A European regulator assessing Binance under MiCA must weigh that record as active evidence. The DOJ and Treasury findings directly address the same controls that MiCA requires regulators to evaluate before authorizing passporting rights: AML systems, sanctions screening, management accountability, and group governance. Binance argues that it has since rebuilt its compliance infrastructure, employing roughly 1,500 compliance staff and having no outstanding MiCA issues.
Market Impact
The regulator's question is whether that rebuild is supported by evidence or merely asserted. Europe's pre-MiCA history with Binance gave regulators in Greece, Ireland, and Latvia a file to consult as the company searched for an authorization route, and before any regulator had to make a bloc-wide licensing call. Binance exited the Netherlands in 2023 after failing to register, following a fine from the Dutch central bank for operating without authorization.
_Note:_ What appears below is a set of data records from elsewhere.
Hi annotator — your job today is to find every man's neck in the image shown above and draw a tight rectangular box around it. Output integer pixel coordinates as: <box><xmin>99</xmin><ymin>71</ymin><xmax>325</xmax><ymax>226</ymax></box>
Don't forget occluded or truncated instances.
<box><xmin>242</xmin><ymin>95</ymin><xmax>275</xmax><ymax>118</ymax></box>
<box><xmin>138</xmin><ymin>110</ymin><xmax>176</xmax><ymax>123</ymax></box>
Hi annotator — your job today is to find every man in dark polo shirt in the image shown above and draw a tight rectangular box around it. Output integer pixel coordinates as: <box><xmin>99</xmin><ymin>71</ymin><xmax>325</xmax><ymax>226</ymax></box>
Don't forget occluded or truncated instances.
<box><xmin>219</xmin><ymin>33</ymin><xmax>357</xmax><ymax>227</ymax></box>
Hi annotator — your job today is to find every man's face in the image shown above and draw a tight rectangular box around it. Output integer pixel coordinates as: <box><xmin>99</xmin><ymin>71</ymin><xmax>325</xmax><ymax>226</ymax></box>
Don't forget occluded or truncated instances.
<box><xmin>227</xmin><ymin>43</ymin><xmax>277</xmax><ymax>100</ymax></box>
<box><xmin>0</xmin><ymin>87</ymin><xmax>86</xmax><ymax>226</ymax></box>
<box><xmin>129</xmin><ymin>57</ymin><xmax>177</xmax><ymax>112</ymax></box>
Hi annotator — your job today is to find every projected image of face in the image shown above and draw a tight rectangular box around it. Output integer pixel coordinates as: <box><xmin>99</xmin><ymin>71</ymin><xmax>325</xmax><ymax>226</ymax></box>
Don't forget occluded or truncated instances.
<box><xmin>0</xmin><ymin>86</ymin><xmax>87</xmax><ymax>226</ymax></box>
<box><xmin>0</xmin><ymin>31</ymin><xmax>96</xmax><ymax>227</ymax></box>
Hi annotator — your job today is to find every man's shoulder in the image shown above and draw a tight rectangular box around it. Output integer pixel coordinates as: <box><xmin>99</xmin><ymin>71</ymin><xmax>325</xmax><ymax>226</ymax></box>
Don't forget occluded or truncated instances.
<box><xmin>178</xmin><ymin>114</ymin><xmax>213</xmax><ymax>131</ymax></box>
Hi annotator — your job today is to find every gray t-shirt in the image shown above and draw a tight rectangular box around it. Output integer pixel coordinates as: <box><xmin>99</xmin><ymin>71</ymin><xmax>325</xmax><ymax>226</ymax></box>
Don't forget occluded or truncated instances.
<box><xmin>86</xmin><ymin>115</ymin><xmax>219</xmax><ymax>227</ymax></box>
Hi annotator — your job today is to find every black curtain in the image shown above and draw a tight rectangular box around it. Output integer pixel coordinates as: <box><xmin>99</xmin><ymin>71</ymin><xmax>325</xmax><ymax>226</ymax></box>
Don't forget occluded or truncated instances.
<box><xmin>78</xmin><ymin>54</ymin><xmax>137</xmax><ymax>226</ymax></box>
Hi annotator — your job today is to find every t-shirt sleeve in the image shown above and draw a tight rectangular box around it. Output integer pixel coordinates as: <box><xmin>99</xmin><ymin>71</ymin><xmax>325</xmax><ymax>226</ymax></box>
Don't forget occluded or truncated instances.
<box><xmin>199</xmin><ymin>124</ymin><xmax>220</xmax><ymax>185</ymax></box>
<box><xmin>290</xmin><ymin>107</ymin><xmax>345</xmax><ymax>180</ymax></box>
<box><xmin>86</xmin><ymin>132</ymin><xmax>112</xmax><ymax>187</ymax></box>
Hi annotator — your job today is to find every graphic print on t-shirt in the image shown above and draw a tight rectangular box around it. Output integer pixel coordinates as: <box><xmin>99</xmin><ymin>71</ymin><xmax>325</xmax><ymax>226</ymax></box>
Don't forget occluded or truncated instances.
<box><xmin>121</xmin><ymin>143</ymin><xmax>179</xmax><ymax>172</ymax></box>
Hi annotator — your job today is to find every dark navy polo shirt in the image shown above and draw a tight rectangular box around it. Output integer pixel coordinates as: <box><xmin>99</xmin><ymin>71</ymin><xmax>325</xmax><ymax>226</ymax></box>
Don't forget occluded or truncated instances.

In Germany, the company withdrew its BaFin custody-license application after regulators reportedly made clear they would not grant it. Belgium's FSMA ordered Binance to stop providing virtual-currency services from outside the European Economic Area, noting that Binance had not demonstrated which legal entities were offering services or whether they were properly authorized. The FSMA also pointed to Binance's own terms, which referenced 27 corporate entities, 19 of them outside the EEA.
French prosecutors opened a judicial probe in 2025 into allegations of money laundering and tax fraud, which Binance denied. MiCA consolidates that accumulated record into a single authorization decision that cannot be reversed at the border. A timeline of Binance's European regulatory setbacks from 2022 to 2026, spanning fines, market exits, and a withdrawn MiCA application.
This shift continues to shape the digital-asset landscape, with analysts examining its near-term effects.